365 giorni ben spesi, verrebbe da dire. Un’attesa ampiamente ripagata da Ivan Urgant e soci, protagonisti su Pervyj Kanal (il primo canale russo) di una baraonda katchy, volgare e politicamente scorretta per celebrare il capodanno nel migliore dei modi. A pensarci bene, la ricetta è la più vecchia del mondo. Stereotipi a gogo, tette più finte che rifatte, parrucche improbabili spalmate su completi Gucci e pantaloni a zampa d’elefante.

Uno show in bilico tra la perculata e l’omaggio al Belpaese, insieme a cantanti e personaggi televisivi che parlano in italiano con i sottotitoli in russo. Basterebbe questo a delineare il più assurdo degli scenari possibili.

“Musica, ritmo, stile” è lo slogan d’apertura cantato da Ivan Urgant mentre scende la scalinata, contornato da un parterre di soubrette e veline che farebbe impallidire l’intera produzione Mediaset. È il segnale per scatenare un inferno paradisiaco lungo un’ora e un quarto, dall’oggettivazione della donna tipica di quegli anni, fino alla parodia indovinata di Squid Game con il Pinocchio collodiano nei panni della bambola killer.

Le canzoni

A intervallare l’amarcord cringe della televisione nostrana troviamo il vero cavallo di Troia del programma, ovvero le canzoni. Chili di synth spalmati su basi dance, capaci di far alzare i morti in hangover dai divanetti. Parliamo di hit di successo russe rivisitate a tema italiano anni ‘80-’90, con testi che oscillano tra clichè duri e puri e un nonsense dettato più dalla pronuncia che dal tentativo di traduzione. Nonostante l’atmosfera goliardica della produzione nel suo insieme, ciò che si nota fin dal primo ascolto è l’assuefazione creata da ogni singolo brano. Nel mercato italiano da post Sanremo le ritroveremmo all’istante in cima alle classifiche, l’aspetto forse più tragicomico dell’intera vicenda.

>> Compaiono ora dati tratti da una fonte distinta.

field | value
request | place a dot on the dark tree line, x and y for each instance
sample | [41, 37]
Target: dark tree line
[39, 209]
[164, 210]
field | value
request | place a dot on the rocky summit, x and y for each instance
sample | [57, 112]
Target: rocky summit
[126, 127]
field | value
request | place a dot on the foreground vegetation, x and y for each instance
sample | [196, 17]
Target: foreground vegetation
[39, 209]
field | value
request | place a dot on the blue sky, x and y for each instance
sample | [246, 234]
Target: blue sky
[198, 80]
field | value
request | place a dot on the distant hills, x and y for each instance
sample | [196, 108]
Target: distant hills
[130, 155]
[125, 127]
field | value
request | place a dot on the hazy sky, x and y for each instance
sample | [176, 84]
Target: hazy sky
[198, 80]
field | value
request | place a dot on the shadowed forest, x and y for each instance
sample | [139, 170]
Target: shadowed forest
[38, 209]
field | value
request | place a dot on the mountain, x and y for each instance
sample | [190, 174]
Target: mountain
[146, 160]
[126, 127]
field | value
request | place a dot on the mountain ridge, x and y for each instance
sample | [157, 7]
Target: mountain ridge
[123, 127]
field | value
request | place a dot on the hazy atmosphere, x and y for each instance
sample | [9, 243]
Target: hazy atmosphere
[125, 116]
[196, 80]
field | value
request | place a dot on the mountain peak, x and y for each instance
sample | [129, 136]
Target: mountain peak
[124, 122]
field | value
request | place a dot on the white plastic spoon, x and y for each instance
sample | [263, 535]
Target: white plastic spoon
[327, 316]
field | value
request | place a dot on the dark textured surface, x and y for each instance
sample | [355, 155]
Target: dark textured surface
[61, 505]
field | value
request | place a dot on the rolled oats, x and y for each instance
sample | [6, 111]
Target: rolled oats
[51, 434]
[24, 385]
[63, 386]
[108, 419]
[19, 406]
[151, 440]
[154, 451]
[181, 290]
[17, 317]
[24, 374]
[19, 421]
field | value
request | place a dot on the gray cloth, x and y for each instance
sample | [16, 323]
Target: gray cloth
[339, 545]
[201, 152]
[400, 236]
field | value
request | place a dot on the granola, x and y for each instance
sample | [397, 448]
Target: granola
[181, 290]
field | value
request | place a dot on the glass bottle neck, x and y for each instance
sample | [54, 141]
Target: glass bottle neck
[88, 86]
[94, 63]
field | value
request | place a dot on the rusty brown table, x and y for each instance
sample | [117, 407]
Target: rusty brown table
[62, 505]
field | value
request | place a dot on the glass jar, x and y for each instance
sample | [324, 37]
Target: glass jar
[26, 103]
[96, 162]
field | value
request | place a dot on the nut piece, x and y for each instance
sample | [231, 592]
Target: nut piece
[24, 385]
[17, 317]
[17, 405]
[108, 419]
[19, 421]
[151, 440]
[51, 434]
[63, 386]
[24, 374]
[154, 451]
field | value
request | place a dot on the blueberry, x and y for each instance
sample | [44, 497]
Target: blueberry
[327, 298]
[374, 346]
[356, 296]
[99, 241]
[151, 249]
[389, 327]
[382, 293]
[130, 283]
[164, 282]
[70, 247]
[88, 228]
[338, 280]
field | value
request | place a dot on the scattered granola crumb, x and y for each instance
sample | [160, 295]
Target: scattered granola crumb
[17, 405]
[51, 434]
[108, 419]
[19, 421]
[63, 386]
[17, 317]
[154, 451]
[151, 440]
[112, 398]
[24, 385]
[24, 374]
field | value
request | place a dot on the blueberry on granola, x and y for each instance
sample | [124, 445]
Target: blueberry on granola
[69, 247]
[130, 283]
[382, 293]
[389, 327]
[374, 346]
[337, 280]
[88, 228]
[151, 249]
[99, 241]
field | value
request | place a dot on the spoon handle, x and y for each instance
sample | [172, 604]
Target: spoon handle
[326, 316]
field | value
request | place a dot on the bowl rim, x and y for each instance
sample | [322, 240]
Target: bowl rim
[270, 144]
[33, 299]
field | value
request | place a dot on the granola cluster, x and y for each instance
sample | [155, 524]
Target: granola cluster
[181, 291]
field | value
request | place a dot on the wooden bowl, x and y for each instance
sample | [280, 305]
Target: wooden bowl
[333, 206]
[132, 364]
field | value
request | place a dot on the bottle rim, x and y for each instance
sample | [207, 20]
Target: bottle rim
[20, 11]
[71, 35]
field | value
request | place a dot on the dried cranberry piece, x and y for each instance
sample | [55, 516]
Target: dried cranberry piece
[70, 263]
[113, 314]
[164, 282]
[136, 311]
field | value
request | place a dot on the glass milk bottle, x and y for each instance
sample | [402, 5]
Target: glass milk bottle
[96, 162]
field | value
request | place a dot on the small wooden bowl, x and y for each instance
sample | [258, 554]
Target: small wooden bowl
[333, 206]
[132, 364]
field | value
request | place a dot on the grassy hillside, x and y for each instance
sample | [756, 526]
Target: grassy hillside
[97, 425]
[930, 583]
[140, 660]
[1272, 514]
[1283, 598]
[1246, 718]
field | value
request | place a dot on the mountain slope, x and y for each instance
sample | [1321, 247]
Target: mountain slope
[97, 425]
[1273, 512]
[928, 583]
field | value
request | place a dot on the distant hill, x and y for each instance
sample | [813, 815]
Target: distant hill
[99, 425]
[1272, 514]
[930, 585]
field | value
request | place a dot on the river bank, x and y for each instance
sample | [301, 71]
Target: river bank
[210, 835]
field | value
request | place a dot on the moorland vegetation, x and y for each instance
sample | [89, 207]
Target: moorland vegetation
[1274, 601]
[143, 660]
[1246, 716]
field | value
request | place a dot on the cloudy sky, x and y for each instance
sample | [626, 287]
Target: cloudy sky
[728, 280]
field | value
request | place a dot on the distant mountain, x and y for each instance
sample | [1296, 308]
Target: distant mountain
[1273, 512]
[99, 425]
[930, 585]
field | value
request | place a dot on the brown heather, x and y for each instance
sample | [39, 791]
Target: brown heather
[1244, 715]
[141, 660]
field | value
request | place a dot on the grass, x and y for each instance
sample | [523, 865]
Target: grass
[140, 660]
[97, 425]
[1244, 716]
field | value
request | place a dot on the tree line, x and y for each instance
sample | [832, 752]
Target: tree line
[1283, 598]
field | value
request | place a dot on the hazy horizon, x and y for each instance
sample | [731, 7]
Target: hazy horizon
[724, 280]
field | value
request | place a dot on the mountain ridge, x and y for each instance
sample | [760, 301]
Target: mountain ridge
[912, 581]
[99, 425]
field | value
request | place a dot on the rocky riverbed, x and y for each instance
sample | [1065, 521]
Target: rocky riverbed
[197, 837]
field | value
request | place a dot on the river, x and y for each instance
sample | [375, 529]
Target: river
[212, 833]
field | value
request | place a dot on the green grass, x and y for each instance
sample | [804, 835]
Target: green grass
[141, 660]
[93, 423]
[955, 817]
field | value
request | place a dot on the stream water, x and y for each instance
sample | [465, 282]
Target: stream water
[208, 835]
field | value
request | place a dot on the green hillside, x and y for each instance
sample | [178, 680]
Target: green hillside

Tirando le somme, Ciao 2021 rappresenta nel suo insieme la devozione assoluta a un immaginario collettivo che la televisione italiana – Berlusconi prima e la Rai poi – ha contribuito a esportare oltreconfine. La prospettiva che si ha da fuori non può dunque che essere questa, e chi meglio di noi italiani per comprenderla appieno e trarne fonte di godimento?